Villaraigosa's decision gives Harris edge in US Senate race

SACRAMENTO, Calif. (AP) — Attorney General Kamala Harris' carefully orchestrated effort to create an air of inevitability about her run for the U.S. Senate received another boost when a second potential high-profile opponent announced he won't attempt a challenge.

Former Los Angeles Mayor Antonio Villaraigosa said Tuesday that he will not run to succeed the retiring Barbara Boxer in 2016, and Lt. Gov. Gavin Newsom said last month he would focus instead on a 2018 gubernatorial bid. Both men offered similar explanations about their hearts belonging in California, not Washington.

Villaraigosa had been cautiously exploring a run since Boxer's decision in early January to step down when her fourth term ends. Many backers believed he wouldn't be able to resist such a rare and coveted opportunity. But his decision now has some predicting a matchup with Newsom when Gov. Jerry Brown is termed out of office.

"He recognized his strengths, and his strengths are as an executive," said Sarah Reyes, who served four years with Villaraigosa in the California Assembly and considers him a close ally. "He's led the city of Los Angeles. He's led the legislative body of the Assembly. And in a governor's position, he would lead the state of California. In a U.S. Senate, he's going to be one of so many senators, and the makeup of the Senate now is one that is very difficult for Democrats."

Many political analysts had been anticipating an expensive, rough-and-tumble contest between Villaraigosa and Harris. Jack Pitney, a political science professor at Claremont McKenna College, said the former mayor probably understood that Harris would be hard to defeat.

"Villaraigosa is politically savvy," Pitney said. "One of his selling points was identity politics, but it's hard to win a contest of identity politics against an opponent who is female, black and Asian."

Harris has spent the past month generating endorsements from top Democratic leaders and influential interest groups such as the Los Angeles Police Protective League, which represents nearly 10,000 police officers. She is scheduled to be in Washington for a fundraiser this week and has focused on building the foundations of a strong campaign. Meanwhile, she has largely avoided taking questions from the press and talking about where she stands on political issues that will be important as the race progresses.

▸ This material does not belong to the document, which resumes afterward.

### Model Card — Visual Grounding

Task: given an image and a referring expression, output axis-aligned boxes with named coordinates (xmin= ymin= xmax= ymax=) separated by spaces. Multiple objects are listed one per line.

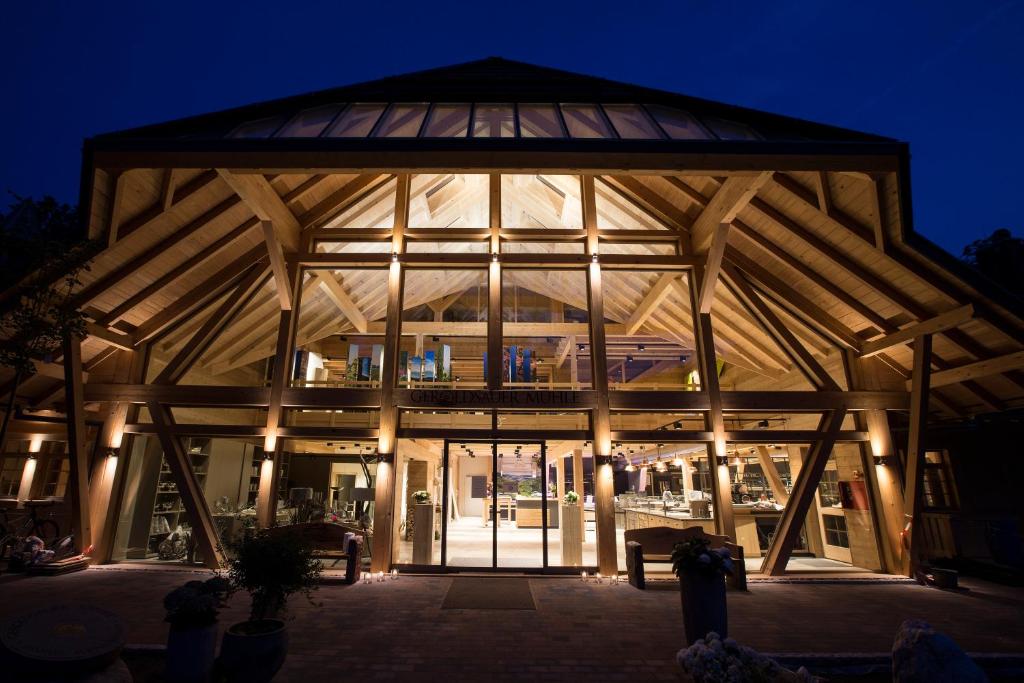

Though Harris is the prohibitive favorite, there are more than a dozen other potential contenders, and Villaraigosa's exit could open the door for a member of the House to challenge Harris. At least five representatives, including Southern California lawmakers Loretta Sanchez, Xavier Becerra and Adam Schiff, have voiced interest in the job.

Villaraigosa had a chance to become the state's first elected Hispanic senator, reprising his breakthrough when he became the first Latino to become Los Angeles mayor in more than a century.

Harris, a former San Francisco prosecutor who entered the race Jan. 13, could mark two firsts for a California senator — the state has never elected a black senator or one of Indian descent. She is the daughter of a black father from Jamaica and an Indian mother.